Other companies have banded together to try the same thing and failed. “It’s really interesting, but will they have the ability to actually impact the industry?” says Harry Greenspun, M.D., Korn Ferry’s chief medical officer.
The industry certainly offers plenty of opportunities for reinvention, of course. Healthcare in the United States is expensive, and its quality varies wildly, says Christopher Rowe, managing director at Korn Ferry. There are plenty of efforts already underway, including changing the healthcare business model to a value-based care system and using software to better anticipate and contain outbreaks of diseases. And even experts admit there’s something appealing to three corporate cowboys riding into town to upend the industry. After all, the last two decades have seen Amazon become the dominant force in retailing, JPMorgan thrive after the financial crisis, and Berkshire’s CEO, Warren Buffett, build on his already-well established legacy as a great investor.

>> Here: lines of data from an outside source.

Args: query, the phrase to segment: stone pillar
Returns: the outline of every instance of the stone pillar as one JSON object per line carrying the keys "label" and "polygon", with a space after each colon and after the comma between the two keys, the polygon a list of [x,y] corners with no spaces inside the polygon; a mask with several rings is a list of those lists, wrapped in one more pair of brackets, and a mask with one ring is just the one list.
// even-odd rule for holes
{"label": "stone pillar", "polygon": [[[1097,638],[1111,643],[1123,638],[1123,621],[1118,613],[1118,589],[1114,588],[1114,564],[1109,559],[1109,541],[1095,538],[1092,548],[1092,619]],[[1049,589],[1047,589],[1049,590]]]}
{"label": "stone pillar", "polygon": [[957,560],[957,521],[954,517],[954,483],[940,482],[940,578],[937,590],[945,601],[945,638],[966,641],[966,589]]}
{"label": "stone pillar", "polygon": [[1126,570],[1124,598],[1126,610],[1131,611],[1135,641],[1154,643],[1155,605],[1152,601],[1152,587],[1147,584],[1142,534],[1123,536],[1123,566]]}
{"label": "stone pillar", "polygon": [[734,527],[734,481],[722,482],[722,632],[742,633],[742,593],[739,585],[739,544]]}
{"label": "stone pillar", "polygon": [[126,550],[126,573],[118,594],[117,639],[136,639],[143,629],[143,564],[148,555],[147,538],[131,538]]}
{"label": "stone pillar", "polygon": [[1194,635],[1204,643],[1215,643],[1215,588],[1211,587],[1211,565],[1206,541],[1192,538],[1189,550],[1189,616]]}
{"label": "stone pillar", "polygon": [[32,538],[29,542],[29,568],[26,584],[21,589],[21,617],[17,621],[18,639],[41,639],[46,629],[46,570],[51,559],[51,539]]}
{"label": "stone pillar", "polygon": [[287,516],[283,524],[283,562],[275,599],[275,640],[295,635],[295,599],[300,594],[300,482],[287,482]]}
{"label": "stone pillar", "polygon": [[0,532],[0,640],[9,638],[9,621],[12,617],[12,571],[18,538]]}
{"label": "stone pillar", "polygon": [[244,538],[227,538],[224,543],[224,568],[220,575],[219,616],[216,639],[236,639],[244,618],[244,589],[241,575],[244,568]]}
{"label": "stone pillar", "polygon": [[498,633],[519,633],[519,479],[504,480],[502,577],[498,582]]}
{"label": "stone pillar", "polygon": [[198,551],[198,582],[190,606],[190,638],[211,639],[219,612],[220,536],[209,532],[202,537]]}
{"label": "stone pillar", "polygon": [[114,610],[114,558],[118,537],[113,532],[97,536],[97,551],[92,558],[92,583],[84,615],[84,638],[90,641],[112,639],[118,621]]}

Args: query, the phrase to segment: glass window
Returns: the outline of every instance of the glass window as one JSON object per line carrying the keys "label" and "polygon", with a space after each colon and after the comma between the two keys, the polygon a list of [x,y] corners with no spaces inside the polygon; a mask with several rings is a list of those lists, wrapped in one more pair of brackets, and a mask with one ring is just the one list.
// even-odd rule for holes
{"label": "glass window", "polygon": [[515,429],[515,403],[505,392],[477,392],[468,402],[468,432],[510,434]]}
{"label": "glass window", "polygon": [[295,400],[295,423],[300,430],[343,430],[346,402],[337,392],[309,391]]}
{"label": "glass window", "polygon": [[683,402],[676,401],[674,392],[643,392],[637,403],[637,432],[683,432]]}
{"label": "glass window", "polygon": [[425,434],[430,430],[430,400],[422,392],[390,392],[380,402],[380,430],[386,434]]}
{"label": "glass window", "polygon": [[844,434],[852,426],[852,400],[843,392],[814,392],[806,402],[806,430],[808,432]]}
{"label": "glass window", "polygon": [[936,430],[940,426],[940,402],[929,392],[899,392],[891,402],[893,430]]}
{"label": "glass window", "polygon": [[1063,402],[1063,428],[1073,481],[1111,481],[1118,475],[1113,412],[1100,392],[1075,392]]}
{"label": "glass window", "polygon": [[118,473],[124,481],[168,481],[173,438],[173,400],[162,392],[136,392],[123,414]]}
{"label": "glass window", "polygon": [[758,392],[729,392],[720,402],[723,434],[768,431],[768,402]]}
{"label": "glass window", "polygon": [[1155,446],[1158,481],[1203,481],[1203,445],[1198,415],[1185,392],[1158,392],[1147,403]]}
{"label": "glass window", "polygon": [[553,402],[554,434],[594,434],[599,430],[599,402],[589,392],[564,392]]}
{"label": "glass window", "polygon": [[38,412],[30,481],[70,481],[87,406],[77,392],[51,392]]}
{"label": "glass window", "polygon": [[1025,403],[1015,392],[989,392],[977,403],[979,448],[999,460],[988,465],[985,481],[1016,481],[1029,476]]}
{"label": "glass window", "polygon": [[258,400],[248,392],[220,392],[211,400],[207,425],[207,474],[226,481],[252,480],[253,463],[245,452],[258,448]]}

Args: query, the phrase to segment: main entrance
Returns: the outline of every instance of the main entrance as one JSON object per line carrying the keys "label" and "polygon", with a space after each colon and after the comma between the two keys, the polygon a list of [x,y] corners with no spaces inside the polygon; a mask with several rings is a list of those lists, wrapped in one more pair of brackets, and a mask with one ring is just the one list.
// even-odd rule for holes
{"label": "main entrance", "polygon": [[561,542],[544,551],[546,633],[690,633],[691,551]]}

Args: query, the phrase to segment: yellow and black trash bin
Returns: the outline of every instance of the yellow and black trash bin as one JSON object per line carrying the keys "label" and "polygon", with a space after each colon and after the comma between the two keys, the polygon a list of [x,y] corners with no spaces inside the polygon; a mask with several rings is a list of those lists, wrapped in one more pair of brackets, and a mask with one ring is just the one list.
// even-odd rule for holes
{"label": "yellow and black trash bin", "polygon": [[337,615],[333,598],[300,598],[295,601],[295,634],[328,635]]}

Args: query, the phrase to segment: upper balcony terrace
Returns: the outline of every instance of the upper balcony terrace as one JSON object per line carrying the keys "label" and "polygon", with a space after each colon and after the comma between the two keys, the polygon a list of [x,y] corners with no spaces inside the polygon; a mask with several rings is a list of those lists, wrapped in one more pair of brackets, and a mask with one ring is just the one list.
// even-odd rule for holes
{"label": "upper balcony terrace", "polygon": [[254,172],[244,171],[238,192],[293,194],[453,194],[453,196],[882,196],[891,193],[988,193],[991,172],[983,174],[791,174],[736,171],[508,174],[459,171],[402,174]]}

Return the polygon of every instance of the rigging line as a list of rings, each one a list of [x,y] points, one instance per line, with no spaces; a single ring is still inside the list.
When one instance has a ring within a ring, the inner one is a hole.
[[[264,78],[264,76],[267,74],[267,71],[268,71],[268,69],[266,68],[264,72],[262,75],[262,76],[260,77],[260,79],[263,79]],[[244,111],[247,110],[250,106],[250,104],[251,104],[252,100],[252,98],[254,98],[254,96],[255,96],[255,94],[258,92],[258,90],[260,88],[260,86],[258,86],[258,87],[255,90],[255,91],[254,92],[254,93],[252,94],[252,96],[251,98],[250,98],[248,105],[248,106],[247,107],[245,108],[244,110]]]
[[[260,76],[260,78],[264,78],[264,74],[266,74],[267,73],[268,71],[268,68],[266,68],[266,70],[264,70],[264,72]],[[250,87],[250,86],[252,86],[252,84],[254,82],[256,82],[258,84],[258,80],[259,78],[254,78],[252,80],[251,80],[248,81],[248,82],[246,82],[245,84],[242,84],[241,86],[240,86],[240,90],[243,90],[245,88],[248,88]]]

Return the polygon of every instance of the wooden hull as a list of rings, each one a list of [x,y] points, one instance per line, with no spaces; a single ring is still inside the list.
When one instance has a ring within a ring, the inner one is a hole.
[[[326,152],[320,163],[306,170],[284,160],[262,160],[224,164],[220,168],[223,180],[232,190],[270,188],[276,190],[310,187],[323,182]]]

But if it were just a matter of innovation then the nation’s nagging healthcare problems probably would have been cured by now. Non-healthcare firms looking to upend healthcare aren’t new either. A few years ago, Intel, Walmart, BP and other giants pooled data resources to try improving the health of their employees. Other firms have tried work directly with healthcare providers, cutting out insurers. “We haven’t seen any of these initiatives really have the impact that their founders thought they had or anyone expected them to,” Greenspun says.
Healthcare poses some unique leadership obstacles. It’s one of the most regulated industries in the country (so much of healthcare doesn’t work like their businesses, Greenspun says). Healthcare leaders themselves struggle with aligning the incentives of doctors with the needs of insurers, patients, or anyone else. At the same time, employees are often distrustful of their employers when it comes to healthcare.
Then there’s the basic leadership problems that happen when three organizations, each wildly successful in their own unique way, try to work together. Each has a culture, talent strategy, and leadership structure that works for them, but will any of that work for a new entity? All the trio’s health care initiative has right now is a statement of purpose. A CEO, headquarters, and operational details are still some ways off.
Yet the potential for innovation the announcement provides some optimism. Improving employee engagement with their healthcare would be a great step, Rowe says. And if the trio really can transfer their innovative, price-reducing, quality-increasing ways into healthcare, it could indeed be revolutionary.